Neither man said anything more; both knew how difficult and painful would be the discussion they must all soon have.

Lady Gwyneth's funeral was not like any Gatty had been to at Caldicot. First, there was the funeral of little Luke, Lady Helen's son, who had died in the same year he was born, and then her brother Dusty's funeral. Only
the previous June, Gatty's father had died, and very soon after that, Gatty's grandmother had been buried next to her son.

At these funerals, each person living in the manor had followed Oliver to the graveside, and sprinkled a little earth into the grave, and for a long time after that the bereaved had visited the grave each day and kept their dead company.

On the second afternoon after Lady Gwyneth died, Simona led the pilgrims to a canal where two boats were awaiting them. The first was draped in black velvet. Lady Gwyneth's coffin was raised on trestles, and in the bow and stern stood two groups of little children, carrying bunches of wildflowers.

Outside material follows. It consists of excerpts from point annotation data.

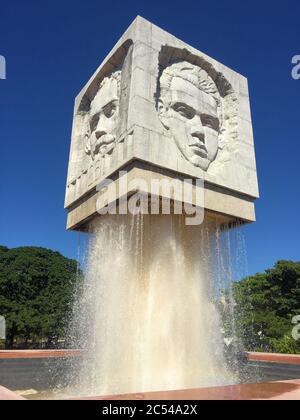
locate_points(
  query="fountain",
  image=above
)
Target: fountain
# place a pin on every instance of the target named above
(161, 167)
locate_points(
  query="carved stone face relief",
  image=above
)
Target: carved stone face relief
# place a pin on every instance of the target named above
(103, 117)
(189, 107)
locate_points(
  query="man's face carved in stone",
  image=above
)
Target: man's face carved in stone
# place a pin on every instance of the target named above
(103, 119)
(191, 115)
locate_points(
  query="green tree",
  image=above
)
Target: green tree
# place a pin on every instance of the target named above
(36, 291)
(265, 306)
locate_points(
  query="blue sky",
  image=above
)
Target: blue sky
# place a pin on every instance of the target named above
(53, 47)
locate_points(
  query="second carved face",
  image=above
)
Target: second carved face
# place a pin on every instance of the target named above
(189, 107)
(103, 118)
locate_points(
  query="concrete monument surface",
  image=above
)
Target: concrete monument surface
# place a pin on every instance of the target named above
(157, 107)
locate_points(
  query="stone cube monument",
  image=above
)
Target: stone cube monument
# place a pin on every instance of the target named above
(157, 107)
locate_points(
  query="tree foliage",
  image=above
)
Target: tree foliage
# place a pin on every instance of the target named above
(36, 290)
(265, 306)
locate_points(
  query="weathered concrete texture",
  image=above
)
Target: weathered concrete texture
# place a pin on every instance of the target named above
(158, 100)
(284, 390)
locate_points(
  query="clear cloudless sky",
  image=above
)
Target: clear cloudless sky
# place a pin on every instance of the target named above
(53, 47)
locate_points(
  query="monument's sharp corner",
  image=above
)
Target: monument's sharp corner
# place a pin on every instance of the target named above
(157, 107)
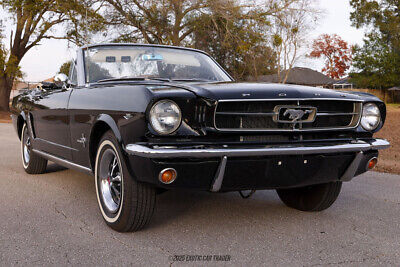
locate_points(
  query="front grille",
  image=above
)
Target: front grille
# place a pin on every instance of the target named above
(264, 115)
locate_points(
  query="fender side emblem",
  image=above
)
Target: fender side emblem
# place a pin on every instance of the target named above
(82, 140)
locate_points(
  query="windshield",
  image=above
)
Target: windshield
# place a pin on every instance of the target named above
(146, 62)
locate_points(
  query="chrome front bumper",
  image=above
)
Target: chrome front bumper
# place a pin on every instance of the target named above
(269, 150)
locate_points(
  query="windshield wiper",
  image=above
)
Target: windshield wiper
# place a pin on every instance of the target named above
(126, 78)
(190, 80)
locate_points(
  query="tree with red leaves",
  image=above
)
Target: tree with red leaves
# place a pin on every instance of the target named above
(336, 53)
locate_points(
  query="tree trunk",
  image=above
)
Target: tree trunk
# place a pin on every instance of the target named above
(5, 90)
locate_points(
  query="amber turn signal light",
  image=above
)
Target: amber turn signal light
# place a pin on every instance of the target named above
(167, 176)
(372, 163)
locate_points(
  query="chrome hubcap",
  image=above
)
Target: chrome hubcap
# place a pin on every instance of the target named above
(27, 147)
(110, 180)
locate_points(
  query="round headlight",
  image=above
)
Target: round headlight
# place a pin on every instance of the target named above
(165, 116)
(371, 117)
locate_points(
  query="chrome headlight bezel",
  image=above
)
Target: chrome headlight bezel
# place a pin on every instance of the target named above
(371, 117)
(161, 127)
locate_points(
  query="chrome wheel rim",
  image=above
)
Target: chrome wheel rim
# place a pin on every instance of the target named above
(26, 147)
(110, 180)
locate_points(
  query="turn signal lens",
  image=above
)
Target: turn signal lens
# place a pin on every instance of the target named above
(372, 163)
(167, 176)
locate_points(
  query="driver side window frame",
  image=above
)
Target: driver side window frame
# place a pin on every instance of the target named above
(73, 75)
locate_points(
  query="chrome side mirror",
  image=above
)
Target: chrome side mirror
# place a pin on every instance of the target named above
(61, 77)
(61, 80)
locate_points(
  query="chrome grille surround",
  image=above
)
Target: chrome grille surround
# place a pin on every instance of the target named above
(269, 116)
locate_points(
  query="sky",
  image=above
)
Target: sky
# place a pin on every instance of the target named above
(43, 61)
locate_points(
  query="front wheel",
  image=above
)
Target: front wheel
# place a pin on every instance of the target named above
(311, 198)
(126, 205)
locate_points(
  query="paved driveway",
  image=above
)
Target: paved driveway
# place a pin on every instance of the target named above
(54, 219)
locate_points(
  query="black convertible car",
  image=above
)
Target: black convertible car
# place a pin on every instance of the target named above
(146, 118)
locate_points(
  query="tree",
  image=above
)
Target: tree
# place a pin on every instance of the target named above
(376, 65)
(335, 51)
(34, 21)
(235, 38)
(235, 32)
(377, 62)
(290, 30)
(154, 21)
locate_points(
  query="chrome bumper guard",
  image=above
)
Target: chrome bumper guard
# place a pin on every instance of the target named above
(303, 149)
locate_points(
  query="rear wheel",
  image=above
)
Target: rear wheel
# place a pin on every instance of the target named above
(126, 205)
(32, 163)
(311, 198)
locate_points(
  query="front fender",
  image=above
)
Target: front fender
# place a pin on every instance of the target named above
(107, 119)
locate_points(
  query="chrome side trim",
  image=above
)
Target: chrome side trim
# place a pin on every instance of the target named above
(54, 144)
(298, 149)
(219, 176)
(352, 169)
(288, 99)
(63, 162)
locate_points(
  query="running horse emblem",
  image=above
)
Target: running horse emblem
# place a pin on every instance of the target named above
(296, 114)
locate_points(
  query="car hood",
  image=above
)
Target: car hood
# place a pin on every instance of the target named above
(234, 90)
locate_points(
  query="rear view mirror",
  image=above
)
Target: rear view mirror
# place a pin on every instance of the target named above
(61, 80)
(152, 57)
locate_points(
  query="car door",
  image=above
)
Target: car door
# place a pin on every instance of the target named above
(51, 122)
(80, 122)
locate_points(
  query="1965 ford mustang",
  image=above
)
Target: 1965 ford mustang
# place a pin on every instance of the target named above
(145, 118)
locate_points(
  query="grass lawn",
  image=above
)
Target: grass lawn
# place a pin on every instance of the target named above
(389, 159)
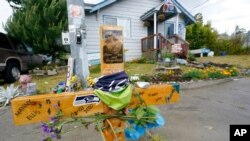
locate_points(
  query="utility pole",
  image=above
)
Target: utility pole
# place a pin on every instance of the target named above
(77, 33)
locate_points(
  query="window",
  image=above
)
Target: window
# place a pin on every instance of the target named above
(181, 31)
(120, 21)
(171, 27)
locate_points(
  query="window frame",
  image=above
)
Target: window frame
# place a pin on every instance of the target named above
(121, 17)
(174, 23)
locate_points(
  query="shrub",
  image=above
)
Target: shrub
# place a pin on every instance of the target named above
(195, 74)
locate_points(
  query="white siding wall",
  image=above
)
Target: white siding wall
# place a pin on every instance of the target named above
(132, 9)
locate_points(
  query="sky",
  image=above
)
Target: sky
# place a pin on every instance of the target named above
(223, 14)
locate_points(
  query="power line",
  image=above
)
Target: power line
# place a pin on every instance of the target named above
(201, 4)
(219, 1)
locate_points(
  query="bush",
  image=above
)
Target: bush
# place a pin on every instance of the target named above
(191, 57)
(195, 74)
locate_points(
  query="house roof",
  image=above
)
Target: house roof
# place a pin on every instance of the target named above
(188, 15)
(102, 5)
(149, 13)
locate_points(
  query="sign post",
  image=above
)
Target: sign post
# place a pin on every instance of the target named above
(77, 33)
(112, 54)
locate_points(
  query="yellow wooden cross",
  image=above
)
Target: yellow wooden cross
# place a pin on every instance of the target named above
(40, 108)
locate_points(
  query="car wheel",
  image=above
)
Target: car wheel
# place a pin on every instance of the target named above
(12, 72)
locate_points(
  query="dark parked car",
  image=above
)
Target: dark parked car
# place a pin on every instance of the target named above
(15, 57)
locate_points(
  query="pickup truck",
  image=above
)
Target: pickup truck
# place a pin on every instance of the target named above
(15, 58)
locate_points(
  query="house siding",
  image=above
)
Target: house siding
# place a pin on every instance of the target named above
(132, 9)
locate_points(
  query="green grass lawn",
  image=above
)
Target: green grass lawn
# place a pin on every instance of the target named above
(242, 61)
(46, 83)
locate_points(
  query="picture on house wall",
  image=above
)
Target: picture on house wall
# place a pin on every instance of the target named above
(112, 47)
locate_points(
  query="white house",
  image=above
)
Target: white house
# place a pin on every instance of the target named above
(140, 19)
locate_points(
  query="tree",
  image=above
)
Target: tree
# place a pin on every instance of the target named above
(39, 23)
(199, 35)
(237, 38)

The moment she saw them, Gatty felt the blood in her leaden veins quicken. Blebs of tears swelled in the corners of her eyes, and then rolled down her freckled cheeks.

The pilgrims stepped onto the second boat, and Gatty saw that Simona's six brothers were sitting at the pairs of oars. She wept some more and, through her tears, smiled at them.

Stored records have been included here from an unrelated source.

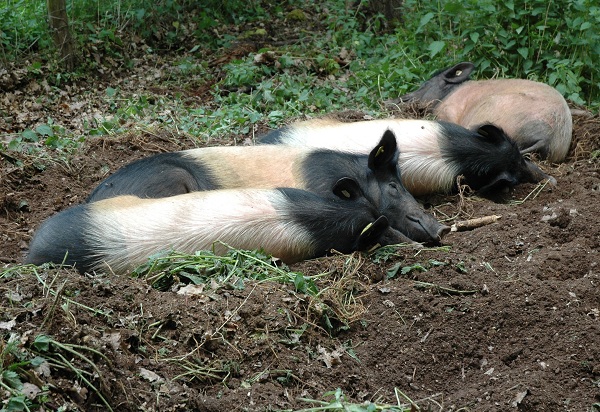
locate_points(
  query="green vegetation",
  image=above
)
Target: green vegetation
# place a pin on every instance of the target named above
(355, 65)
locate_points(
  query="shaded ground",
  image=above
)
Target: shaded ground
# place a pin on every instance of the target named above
(507, 319)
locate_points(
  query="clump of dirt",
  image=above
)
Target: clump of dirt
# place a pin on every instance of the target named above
(507, 318)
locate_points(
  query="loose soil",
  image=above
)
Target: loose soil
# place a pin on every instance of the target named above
(507, 319)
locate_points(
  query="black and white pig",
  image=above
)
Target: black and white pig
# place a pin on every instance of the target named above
(533, 114)
(315, 170)
(432, 153)
(121, 233)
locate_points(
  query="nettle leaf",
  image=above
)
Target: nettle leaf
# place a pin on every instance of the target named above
(44, 130)
(523, 51)
(424, 20)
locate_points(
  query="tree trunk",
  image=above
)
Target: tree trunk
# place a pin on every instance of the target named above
(59, 28)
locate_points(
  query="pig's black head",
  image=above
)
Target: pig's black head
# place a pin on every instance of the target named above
(440, 85)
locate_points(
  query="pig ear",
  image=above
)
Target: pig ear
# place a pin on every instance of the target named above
(385, 153)
(347, 188)
(371, 234)
(492, 133)
(459, 73)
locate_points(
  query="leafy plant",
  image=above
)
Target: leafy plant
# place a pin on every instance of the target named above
(232, 269)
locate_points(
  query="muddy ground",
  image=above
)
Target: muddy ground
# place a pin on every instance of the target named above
(506, 318)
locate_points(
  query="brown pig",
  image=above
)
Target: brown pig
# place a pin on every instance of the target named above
(533, 114)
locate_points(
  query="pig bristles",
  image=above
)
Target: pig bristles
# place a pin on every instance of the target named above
(471, 224)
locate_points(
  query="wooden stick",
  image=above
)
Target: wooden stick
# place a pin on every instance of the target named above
(471, 224)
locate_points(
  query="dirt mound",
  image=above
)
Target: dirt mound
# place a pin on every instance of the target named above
(505, 318)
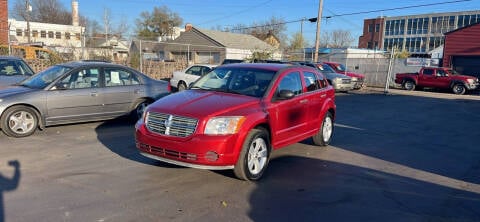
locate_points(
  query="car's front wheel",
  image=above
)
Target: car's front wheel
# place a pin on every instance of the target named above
(182, 86)
(324, 135)
(254, 157)
(140, 108)
(459, 89)
(19, 121)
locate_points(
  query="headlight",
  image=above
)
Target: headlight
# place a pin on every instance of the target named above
(224, 125)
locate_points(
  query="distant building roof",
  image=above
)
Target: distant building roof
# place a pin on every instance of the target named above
(235, 40)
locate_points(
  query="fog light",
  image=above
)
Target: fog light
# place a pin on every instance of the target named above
(211, 156)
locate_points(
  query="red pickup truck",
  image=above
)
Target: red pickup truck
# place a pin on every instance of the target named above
(437, 77)
(236, 115)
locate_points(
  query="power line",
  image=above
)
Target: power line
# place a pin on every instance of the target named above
(391, 9)
(314, 19)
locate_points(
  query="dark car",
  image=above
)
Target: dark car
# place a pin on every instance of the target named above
(76, 92)
(13, 70)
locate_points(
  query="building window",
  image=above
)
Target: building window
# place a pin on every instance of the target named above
(370, 28)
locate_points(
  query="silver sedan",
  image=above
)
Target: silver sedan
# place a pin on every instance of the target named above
(76, 92)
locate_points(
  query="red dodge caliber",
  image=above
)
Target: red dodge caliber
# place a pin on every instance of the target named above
(236, 115)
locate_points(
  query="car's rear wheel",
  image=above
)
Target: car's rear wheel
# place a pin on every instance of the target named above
(409, 85)
(19, 121)
(459, 89)
(182, 86)
(324, 135)
(254, 157)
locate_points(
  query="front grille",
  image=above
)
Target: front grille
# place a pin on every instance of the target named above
(171, 125)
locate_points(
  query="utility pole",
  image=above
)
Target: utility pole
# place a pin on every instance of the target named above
(28, 9)
(317, 37)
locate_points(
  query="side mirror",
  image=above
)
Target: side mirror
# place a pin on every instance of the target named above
(285, 94)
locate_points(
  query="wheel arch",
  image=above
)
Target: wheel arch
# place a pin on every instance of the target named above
(40, 117)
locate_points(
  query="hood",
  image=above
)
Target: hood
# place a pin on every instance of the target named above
(200, 103)
(10, 80)
(463, 77)
(332, 75)
(354, 74)
(6, 91)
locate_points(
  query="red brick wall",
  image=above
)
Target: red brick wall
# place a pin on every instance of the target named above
(371, 36)
(3, 22)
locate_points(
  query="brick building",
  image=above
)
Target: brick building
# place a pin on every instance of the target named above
(416, 34)
(3, 22)
(462, 50)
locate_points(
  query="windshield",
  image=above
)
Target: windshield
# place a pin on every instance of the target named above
(324, 68)
(45, 77)
(341, 67)
(244, 81)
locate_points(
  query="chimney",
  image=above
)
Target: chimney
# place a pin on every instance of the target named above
(75, 13)
(188, 27)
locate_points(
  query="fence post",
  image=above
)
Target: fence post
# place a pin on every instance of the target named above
(390, 69)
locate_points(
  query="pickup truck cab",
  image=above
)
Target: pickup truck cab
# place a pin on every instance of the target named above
(437, 77)
(357, 78)
(236, 115)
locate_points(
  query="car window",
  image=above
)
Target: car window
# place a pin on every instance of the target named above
(291, 82)
(205, 70)
(428, 72)
(120, 77)
(311, 81)
(81, 79)
(194, 70)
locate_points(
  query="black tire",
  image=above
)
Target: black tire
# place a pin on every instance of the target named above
(19, 121)
(137, 113)
(409, 85)
(459, 89)
(181, 86)
(324, 134)
(254, 157)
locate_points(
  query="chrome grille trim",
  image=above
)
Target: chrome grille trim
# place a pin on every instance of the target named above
(171, 125)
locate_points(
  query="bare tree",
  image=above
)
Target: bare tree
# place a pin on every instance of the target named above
(46, 11)
(274, 25)
(160, 22)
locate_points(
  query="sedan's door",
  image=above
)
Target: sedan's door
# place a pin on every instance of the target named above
(122, 90)
(75, 98)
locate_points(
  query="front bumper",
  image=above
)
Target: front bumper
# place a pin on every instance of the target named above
(189, 152)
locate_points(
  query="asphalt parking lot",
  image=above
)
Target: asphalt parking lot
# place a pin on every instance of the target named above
(404, 156)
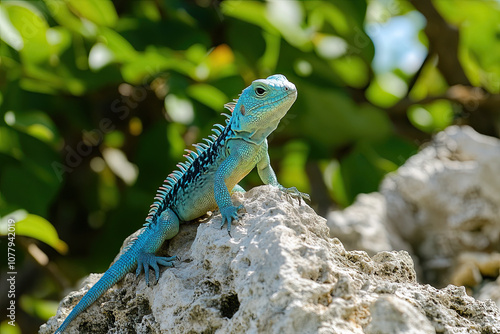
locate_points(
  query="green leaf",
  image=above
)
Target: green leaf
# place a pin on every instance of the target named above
(249, 11)
(35, 123)
(208, 95)
(34, 226)
(32, 27)
(101, 12)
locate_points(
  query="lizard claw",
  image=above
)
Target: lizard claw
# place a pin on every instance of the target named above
(146, 260)
(229, 214)
(294, 192)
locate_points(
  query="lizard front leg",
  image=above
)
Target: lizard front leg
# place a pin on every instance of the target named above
(222, 196)
(166, 227)
(268, 176)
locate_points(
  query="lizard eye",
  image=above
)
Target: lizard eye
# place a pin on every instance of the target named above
(260, 91)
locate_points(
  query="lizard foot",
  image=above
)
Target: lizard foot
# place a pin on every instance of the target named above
(147, 260)
(229, 214)
(294, 192)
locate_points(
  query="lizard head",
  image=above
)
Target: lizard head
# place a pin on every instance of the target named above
(261, 106)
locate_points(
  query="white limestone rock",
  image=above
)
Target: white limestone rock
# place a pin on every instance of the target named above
(279, 273)
(442, 203)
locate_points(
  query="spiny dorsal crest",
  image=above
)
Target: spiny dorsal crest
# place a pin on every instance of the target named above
(175, 176)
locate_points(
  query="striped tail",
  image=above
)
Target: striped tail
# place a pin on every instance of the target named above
(115, 273)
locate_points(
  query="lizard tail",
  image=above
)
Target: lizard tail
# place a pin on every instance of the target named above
(114, 274)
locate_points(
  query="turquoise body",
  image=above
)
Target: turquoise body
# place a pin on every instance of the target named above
(204, 181)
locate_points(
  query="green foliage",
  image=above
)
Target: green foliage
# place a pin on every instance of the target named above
(98, 99)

“Where are we going?” she asked Simona.


Santa Marta,
” said Simona. “
Santa Marta
is best.”

“Saint Martha?” Austin repeated. “Is that what you said?”


Sì,
” said Simona.

The priest shook his head. “Protector of pilgrims,” he said.

“Venice smells bad,” Simona said. “The dead smell worse.”

Gatty wished she hadn't said that.

“And what sinks to the bottom sometimes pops up again.”

Gatty wished she hadn't said that either.

“One day we will make a burial island,” Simona said. “Not yet.”

In the first boat, one of Simona's brothers lit a bowl of dried rose petals and herbs and spices. Gatty could smell the sweet smoke drifting back past her. Then, as the two boats rode out into a larger canal, she saw a floating cormorant, funeral-black, shrieking, bending its neck into an upward loop and a downward loop both at the same time, and suddenly disappearing! It seemed to Gatty that the whole of Venice was water.
Nervous and jumpy. Half of what it swallows it chokes up again, she thought. All the churches and markets and graveyards are afloat and barely anchored. Rotting timbers; rotting wattle; rotting food; rotting bodies.

At Saint Martha's, the six brothers passed straps under Lady Gwyneth's coffin and lowered it into a muddy grave. Austin pronounced the words, absolute yet comforting, and dear because familiar. One by one, the little children dropped their wildflowers onto the coffin, and Gatty saw how a daisy—or a white violet, was it—stuck to one side of the grave.

“Our lady,” Austin said, “she told me she wanted Gatty to sing at her funeral.”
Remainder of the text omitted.